In the local search space, this might mean testing to see if the phone number in a local listing is indeed that associated with a business of the given name and at the given location.
But do we quantify this challenge? We might perform the above evaluation and find out that 98% of the phone numbers are correctly associated. Is that good? Expected? Poor?
There are many factors at play. Some are to do with the nature of the real world entity in question:
- The number of real world entities that we are attempting to describe (certainly if our goal was to describe a single restaurant then it would be easier than, say, 1 million).
- The complexity of the real world entities that we are attempting to describe (for example, if we have to include just the phone number that would be easier than phone, address, website, chef, year of incorporation, etc.)
- The legal nature of the entity (entities that are defined legally are probably easier to describe than those which are not due to stricter requirements governing their appearance and disappearance).
- The dynamic nature of the entities (for example, businesses appear and disappear rapidly making it hard to maintain a 'fresh' database).
Others are to do with the manner in which the entity interacts with people and other real world entities.
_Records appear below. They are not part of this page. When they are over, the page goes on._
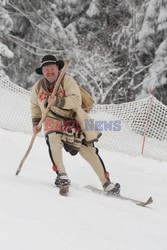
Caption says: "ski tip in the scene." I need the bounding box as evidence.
[137,196,153,207]
[15,170,20,175]
[59,186,69,196]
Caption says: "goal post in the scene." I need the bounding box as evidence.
[0,75,167,161]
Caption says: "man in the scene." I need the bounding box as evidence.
[31,55,120,194]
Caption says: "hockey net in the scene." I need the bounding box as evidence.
[0,75,167,161]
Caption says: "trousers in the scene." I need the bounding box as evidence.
[47,132,109,185]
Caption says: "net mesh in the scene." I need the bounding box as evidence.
[0,75,167,161]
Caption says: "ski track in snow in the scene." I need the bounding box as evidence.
[0,129,167,250]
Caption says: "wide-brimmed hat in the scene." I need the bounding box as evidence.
[35,55,64,75]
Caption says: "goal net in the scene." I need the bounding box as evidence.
[0,75,167,160]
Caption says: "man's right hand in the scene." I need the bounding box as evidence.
[33,125,42,134]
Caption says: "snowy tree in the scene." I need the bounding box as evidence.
[134,0,167,104]
[0,0,13,74]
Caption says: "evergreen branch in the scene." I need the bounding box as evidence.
[103,64,130,102]
[7,36,43,56]
[26,0,51,26]
[6,34,62,53]
[8,2,66,50]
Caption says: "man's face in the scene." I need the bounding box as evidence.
[42,64,59,83]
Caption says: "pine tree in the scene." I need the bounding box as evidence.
[0,0,13,75]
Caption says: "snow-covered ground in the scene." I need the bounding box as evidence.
[0,129,167,250]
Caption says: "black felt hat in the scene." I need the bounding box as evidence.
[35,55,64,75]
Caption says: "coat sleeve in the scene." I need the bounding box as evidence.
[59,75,81,109]
[31,82,42,125]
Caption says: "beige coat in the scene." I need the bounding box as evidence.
[31,75,101,143]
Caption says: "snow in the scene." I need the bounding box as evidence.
[0,129,167,250]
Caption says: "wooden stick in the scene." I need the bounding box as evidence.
[16,61,69,175]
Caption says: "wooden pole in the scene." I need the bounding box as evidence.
[141,85,154,155]
[16,61,69,175]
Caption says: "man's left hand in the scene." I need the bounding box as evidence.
[48,96,56,106]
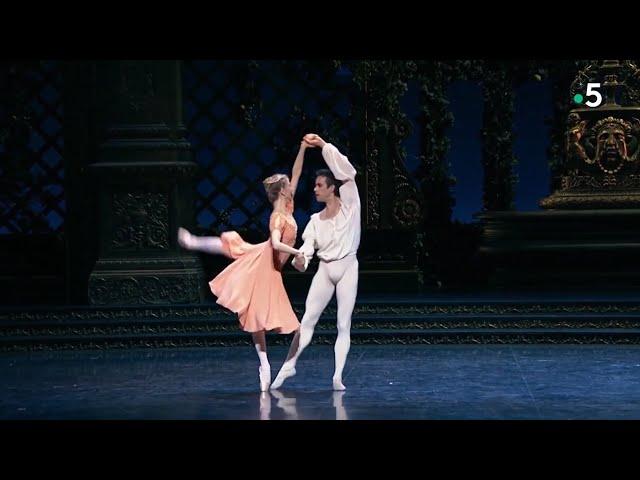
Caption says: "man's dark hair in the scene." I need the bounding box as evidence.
[316,168,342,197]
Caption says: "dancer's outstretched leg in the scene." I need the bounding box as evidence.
[178,228,226,255]
[251,330,271,392]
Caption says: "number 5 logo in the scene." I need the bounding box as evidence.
[584,83,602,107]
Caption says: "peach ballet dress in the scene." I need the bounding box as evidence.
[209,196,300,333]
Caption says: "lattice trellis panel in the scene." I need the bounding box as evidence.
[0,61,66,234]
[183,61,364,237]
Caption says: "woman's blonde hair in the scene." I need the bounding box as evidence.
[262,173,289,203]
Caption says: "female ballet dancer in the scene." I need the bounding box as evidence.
[178,140,312,392]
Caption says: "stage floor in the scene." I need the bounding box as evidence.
[0,345,640,420]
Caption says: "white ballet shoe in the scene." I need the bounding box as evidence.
[178,227,191,249]
[271,367,296,390]
[258,367,271,392]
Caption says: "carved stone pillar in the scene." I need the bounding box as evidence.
[88,61,204,305]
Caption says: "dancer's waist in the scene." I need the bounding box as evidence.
[320,252,358,263]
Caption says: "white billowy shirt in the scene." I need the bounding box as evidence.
[292,143,360,270]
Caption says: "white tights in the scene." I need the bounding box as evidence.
[272,255,358,390]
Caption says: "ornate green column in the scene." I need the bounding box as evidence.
[88,60,205,305]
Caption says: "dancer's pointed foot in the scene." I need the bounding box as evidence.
[178,227,191,250]
[258,367,271,392]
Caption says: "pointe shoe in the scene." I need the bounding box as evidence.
[258,367,271,392]
[271,367,296,390]
[178,227,191,249]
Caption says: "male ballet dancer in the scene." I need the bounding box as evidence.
[271,134,360,390]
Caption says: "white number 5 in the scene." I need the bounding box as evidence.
[584,83,602,107]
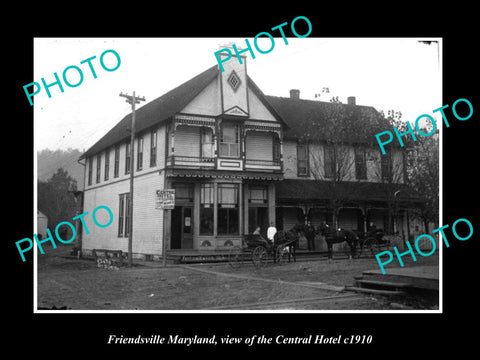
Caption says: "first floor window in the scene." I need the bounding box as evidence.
[200,184,214,235]
[217,184,239,235]
[118,193,131,237]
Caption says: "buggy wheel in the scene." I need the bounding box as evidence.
[252,246,268,269]
[275,245,288,264]
[228,246,243,269]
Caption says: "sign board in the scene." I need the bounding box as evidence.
[155,189,175,210]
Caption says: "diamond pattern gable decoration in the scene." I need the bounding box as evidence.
[227,70,241,91]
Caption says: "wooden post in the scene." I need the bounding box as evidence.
[162,210,172,267]
[120,91,145,266]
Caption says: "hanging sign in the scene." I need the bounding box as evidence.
[155,189,175,210]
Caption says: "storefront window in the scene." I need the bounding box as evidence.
[200,184,213,235]
[217,184,239,235]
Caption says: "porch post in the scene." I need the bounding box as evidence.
[242,184,249,234]
[268,183,277,226]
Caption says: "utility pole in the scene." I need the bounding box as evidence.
[120,91,145,266]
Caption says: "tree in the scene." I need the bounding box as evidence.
[37,168,77,230]
[407,129,440,233]
[371,110,414,233]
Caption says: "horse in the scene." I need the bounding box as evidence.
[273,225,302,263]
[317,223,359,260]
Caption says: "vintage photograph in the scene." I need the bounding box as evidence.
[33,38,440,313]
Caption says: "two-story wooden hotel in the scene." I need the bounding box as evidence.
[81,52,424,258]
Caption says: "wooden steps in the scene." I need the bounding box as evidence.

These interactions often result in data sets being generated as a by-product. The quality of these data sets is determined by their original application which may not have the same requirements as their opportunistic application in the local search space.
- How does the entity interact with people?
- How does the entity interact with other entities (for example, other businesses or government organizations)
- The privacy associated with the entity (people in many countries have some legal documentation, but that documentation is not necessarily in the public domain).
Finally, there are issues relating to computation made over available explicit and implicit data sets that denote or are otherwise related to or influence by the real world entity.
- How can we infer or derive required properties (for example, how hard is it to determine the specific geographic location of something given an address?)
- How does variance in descriptive titles (think: business names) relate to algorithmically inferring that these titles are intended to denote the same real world entity (e.g. Fred's Diner, Fred's Cafe, Fred's Restaurant)
Any data set we have access to can be characterized in terms of:
- How much of the model it covers (e.g. name, phone and address but not web site)
- How many of the entities it covers (e.g. all restaurants, all businesses, just Seattle restaurants, etc.)
- How much noise is in the data (at the time the statements were made, how accurate were they)
- The latency in the data (or, how much of the world has changed since these statements were made)
- Is the information direct (statements of the exact for of the desired ultimate data set) or indirect (statements that can be used in whole or in part to derive the desired statements, in which case the accuracy of an algorithm for doing so must be determined)
Finally, across all data sets we can determine
- Correlation or other dependencies. If we discover two sets of statements about the world but find that they are from the same source (or were originally and have since diverged) then their combined value is less than if we find independent sets of statements that can be used for mutual corroboration.